Pandolph. Laßt mich izt auch reden--

Faulconbridge. Nein, ich will reden.

Ludwig. Ich will keinen von beyden anhören, rührt die Trummeln, und laßt die Zunge des Kriegs für unsre Sache reden.

Faulconbridge. In der That, eure Trummeln wenn sie geschlagen werden, werden schreyen, und so werdet ihr thun, wenn ihr geschlagen seyd; weke nur ein Echo mit dem Geschrey deiner Trummel auf, und du wirst sogleich eine andre hören, die bey der Hand ist, so laut zurükzuschallen als die deinige; schlage noch eine, und wieder eine andre, soll, so laut als die deinige, in die Ohren des Firmaments rasseln, und dem holen Gebrüll des Donners Troz bieten. Denn, ohne sich auf diesen hinkenden Legaten zu verlassen, den er mehr zum Scherz als aus Noth gebraucht hat, ist der tapfre König Johann in der Nähe, und ein Tod mit nakten Rippen sizt auf seiner Stirne; dessen Amt an diesem Tage ist, die Franzosen bey tausenden aufzufressen.

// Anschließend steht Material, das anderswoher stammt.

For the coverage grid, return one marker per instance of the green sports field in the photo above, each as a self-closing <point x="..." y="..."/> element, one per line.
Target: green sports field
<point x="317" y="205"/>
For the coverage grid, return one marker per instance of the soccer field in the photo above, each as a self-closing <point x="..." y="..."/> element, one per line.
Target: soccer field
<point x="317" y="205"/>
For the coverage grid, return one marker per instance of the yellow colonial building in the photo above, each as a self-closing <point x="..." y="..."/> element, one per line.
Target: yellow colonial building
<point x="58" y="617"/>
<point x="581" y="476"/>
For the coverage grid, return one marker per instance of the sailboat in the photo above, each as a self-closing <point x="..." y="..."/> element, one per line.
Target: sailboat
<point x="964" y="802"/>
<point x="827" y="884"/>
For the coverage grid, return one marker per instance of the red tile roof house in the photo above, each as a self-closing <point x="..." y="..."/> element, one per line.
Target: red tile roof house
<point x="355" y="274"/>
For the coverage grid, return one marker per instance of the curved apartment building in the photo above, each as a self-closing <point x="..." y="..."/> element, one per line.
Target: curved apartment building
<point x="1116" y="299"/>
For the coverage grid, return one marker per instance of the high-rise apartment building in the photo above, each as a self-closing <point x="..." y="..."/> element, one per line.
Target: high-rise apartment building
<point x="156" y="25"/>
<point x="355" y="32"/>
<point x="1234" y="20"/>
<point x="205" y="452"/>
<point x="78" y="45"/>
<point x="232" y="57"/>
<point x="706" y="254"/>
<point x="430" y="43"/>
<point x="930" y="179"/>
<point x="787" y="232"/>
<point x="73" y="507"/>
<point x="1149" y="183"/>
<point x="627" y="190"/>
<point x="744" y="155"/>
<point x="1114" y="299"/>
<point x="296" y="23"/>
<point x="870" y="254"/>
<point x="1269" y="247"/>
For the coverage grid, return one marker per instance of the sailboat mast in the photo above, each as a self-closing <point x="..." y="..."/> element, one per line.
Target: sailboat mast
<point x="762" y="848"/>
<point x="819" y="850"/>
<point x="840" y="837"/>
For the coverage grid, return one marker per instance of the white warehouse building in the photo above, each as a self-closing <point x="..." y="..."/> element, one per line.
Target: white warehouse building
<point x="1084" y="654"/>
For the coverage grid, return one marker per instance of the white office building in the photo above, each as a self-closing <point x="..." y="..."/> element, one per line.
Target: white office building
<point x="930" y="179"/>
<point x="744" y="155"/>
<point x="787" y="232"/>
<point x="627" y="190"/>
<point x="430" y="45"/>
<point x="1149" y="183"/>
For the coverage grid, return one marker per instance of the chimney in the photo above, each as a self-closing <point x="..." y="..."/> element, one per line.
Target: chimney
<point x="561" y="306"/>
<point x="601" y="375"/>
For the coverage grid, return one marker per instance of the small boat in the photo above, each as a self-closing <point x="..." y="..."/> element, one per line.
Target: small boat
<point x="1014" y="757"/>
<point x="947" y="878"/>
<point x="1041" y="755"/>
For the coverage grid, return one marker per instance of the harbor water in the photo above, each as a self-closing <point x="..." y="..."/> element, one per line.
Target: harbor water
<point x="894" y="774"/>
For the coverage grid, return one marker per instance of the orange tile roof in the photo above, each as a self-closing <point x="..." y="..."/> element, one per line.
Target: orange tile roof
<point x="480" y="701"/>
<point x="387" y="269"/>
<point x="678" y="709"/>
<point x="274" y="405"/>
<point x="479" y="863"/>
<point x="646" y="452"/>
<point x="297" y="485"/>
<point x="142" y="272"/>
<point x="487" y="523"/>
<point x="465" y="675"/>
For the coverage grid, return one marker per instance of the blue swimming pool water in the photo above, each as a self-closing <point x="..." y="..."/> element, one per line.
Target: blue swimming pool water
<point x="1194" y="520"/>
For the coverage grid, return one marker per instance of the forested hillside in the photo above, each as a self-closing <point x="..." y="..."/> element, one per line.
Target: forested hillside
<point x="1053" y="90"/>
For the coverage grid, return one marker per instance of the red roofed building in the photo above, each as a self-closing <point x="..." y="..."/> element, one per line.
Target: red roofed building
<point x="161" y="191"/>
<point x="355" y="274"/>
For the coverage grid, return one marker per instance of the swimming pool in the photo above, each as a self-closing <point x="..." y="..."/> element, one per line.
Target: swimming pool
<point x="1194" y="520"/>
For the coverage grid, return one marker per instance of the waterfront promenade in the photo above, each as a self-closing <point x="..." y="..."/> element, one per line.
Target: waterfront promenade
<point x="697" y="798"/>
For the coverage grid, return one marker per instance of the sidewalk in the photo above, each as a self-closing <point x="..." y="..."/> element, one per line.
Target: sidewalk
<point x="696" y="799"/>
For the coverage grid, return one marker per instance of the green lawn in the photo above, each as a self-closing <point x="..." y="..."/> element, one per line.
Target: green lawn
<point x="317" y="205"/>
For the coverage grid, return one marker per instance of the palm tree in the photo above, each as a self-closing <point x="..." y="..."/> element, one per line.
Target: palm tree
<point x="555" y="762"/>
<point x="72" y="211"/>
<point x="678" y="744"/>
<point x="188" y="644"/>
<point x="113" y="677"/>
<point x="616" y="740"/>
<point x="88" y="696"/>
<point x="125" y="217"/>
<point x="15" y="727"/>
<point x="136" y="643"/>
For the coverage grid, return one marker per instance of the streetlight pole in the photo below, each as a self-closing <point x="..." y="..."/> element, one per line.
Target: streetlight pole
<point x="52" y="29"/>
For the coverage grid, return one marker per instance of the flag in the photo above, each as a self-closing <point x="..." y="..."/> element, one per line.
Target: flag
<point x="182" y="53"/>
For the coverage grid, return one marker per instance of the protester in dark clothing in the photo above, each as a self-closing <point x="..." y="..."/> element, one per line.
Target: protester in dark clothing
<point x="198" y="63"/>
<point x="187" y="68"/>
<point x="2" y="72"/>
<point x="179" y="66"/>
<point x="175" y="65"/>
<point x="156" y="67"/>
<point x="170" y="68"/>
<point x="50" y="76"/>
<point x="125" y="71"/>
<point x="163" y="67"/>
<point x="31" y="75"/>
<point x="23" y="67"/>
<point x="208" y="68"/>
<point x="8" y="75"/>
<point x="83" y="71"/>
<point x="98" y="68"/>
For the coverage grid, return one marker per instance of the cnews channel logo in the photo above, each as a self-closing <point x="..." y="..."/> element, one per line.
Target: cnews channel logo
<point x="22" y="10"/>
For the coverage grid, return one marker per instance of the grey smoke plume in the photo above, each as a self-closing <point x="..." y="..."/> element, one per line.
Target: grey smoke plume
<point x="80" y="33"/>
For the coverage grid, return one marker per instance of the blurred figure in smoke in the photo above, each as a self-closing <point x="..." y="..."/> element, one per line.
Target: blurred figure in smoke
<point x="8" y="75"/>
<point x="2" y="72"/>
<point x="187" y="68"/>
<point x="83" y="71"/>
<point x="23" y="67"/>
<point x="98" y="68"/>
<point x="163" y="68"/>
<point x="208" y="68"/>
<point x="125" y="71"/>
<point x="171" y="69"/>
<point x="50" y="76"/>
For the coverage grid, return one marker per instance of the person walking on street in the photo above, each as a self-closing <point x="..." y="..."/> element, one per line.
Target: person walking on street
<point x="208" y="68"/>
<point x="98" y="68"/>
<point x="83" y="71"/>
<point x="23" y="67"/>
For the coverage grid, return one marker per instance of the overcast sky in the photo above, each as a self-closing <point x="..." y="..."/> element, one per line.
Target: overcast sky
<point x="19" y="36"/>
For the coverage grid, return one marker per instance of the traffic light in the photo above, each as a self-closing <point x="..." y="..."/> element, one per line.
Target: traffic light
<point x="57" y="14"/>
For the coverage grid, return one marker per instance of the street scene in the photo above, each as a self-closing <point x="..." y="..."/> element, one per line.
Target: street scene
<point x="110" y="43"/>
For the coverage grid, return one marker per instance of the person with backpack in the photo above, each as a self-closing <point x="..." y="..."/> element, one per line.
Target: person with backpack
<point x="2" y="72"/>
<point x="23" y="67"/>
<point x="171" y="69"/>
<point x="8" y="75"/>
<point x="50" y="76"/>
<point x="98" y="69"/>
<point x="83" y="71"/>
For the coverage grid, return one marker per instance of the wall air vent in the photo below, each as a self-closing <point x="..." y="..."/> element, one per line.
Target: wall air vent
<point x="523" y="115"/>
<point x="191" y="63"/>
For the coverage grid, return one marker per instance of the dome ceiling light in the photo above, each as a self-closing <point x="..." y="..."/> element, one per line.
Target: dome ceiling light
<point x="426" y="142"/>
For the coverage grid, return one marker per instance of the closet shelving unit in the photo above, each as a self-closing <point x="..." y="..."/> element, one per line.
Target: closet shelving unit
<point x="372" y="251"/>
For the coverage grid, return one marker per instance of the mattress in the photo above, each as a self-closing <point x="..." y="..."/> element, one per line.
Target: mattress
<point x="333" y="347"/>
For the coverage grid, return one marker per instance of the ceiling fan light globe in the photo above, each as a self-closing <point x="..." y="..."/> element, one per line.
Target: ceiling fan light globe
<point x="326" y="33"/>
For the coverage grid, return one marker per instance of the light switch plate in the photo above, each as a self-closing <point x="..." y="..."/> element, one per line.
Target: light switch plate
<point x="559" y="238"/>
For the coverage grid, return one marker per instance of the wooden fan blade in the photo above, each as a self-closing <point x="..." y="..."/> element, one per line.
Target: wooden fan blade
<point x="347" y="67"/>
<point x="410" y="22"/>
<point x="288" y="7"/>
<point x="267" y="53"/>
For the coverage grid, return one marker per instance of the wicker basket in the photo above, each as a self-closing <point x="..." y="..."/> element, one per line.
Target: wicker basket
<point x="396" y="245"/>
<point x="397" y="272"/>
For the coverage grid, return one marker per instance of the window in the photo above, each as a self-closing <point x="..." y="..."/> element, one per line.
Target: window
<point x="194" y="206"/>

Ludwig. Rührt die Trummeln, um diese Gefahr aufzusuchen.

Faulconbridge. Du sollt sie finden, Dauphin, zweifle nicht.

(Sie gehen ab.)

Fünfte Scene. (Verwandelt sich in ein Schlachtfeld.) (Alarm. König Johann und Hubert treten auf.)

König Johann. Wie gehts uns an diesem Tag? O sag es mir, Hubert.

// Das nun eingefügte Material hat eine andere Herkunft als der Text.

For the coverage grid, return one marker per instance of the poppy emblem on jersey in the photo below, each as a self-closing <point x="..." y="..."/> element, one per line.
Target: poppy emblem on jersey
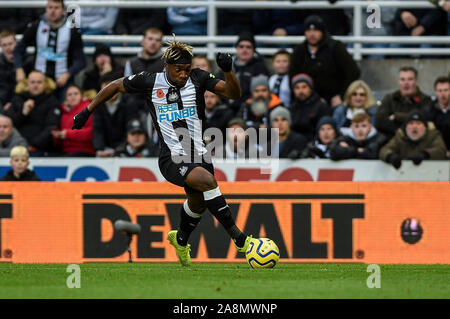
<point x="172" y="96"/>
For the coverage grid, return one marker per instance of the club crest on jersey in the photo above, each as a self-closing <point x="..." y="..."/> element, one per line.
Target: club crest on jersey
<point x="183" y="170"/>
<point x="172" y="96"/>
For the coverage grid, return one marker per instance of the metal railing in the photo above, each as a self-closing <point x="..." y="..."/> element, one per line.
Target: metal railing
<point x="211" y="40"/>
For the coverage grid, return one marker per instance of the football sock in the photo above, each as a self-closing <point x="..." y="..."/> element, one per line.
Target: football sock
<point x="189" y="220"/>
<point x="221" y="211"/>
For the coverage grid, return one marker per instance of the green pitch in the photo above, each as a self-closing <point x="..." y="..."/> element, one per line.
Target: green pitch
<point x="218" y="280"/>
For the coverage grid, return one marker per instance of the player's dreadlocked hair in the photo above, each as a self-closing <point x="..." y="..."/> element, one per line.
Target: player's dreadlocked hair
<point x="178" y="52"/>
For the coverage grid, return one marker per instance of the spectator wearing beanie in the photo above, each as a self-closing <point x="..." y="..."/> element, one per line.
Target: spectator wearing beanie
<point x="326" y="135"/>
<point x="414" y="141"/>
<point x="110" y="120"/>
<point x="362" y="142"/>
<point x="291" y="144"/>
<point x="104" y="63"/>
<point x="307" y="107"/>
<point x="74" y="142"/>
<point x="255" y="111"/>
<point x="247" y="64"/>
<point x="326" y="60"/>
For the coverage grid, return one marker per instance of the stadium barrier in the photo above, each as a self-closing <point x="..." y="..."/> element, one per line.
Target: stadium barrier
<point x="212" y="40"/>
<point x="146" y="169"/>
<point x="377" y="222"/>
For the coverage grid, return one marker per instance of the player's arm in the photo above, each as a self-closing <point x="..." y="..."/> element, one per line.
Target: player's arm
<point x="104" y="95"/>
<point x="230" y="88"/>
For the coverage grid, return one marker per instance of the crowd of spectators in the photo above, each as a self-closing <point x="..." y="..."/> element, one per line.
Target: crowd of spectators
<point x="314" y="97"/>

Hubert. Übel, fürchte ich; wie befindet sich Euer Majestät?

König Johann. Dieses Fieber, das mich so lange schon plagt, sezt mir gewaltig zu; o mein Herz ist krank! (Ein Bote tritt auf.)

Bote. Gnädigster Herr, euer dapfrer Vetter, Faulconbridge, bittet Euer Majestät, das Feld zu verlassen, und ihn wissen zu lassen, welchen Weg ihr nehmet.

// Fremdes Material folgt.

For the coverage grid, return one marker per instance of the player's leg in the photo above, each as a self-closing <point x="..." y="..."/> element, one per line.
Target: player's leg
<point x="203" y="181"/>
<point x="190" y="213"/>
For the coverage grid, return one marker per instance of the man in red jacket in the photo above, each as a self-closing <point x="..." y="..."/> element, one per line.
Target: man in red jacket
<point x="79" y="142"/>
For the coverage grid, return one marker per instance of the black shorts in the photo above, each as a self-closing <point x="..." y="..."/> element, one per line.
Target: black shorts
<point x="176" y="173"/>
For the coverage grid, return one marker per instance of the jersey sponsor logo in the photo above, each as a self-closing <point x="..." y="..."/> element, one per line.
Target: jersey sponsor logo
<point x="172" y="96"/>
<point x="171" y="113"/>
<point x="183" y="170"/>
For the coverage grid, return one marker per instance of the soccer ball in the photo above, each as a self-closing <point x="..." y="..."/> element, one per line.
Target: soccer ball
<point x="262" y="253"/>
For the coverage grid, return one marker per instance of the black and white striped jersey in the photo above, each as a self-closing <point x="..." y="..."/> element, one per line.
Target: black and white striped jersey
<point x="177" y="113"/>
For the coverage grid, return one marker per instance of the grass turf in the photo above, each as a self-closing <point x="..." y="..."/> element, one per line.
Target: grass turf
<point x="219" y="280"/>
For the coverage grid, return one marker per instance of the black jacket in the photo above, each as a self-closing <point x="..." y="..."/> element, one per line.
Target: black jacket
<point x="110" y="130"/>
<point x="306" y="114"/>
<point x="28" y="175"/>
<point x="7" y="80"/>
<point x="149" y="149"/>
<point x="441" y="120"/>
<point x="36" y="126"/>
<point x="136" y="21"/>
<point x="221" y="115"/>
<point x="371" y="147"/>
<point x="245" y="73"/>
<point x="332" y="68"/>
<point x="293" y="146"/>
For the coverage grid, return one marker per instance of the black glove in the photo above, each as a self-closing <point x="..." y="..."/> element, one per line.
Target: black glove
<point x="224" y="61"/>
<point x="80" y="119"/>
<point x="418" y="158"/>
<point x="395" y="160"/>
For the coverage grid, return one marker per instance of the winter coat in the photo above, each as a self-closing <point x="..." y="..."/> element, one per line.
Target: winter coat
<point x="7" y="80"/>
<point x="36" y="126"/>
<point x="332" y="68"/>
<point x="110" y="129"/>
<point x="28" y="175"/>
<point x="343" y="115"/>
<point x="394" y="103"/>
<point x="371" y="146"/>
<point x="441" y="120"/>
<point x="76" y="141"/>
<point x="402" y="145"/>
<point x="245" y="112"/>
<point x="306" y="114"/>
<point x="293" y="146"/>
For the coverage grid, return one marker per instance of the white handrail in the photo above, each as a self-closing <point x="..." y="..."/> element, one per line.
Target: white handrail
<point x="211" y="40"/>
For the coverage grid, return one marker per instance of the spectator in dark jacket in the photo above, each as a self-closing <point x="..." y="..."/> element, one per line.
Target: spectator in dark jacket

König Johann. Sag ihm in die Abtey bey Swinstead.

Bote. Ich bring gute Zeitungen; der grosse Succurs, den der Dauphin erwartete, hat vor drey Nächten auf den Sandbänken von Godwin gestrandet; Richard hat diese Neuigkeit so eben erfahren; die Franzosen wehren sich nur noch schwach, und fangen schon an sich zurük zu ziehen.

König Johann. Ach! ach! dieses tyrannische Fieber brennt mich aus, und läßt mich dieser guten Zeitung nicht froh werden. Auf, nach Swinstead zu; meinen Tragsessel her; ich kan es nicht länger aushalten; ich bin ganz schwach.

(Gehen ab.)

Sechste Scene. (Verwandelt sich in das Französische Lager.) (Salisbury, Pembrok und Bigot, treten auf.)

Salisbury. Ich glaubte nicht, daß der König noch so viel Freunde hätte.

Pembroke. So auf einmal; sprecht den Franzosen Muth ein; wenn sie unglüklich sind, sind wir verlohren.

Salisbury. Der mißgezeugte Teufel, Faulconbridge, ist, troz allem Widerstand, die einzige Ursach, daß wir diesen Tag verliehren.

Pembroke. Man sagt, König Johann habe sich sehr krank aus der Schlacht wegbegeben.

(Melun wird verwundet herbeygeführt.)

Melun. Führet mich zu den Englischen Rebellen.

Salisbury. Wie wir glüklich waren, hatten wir andre Namen.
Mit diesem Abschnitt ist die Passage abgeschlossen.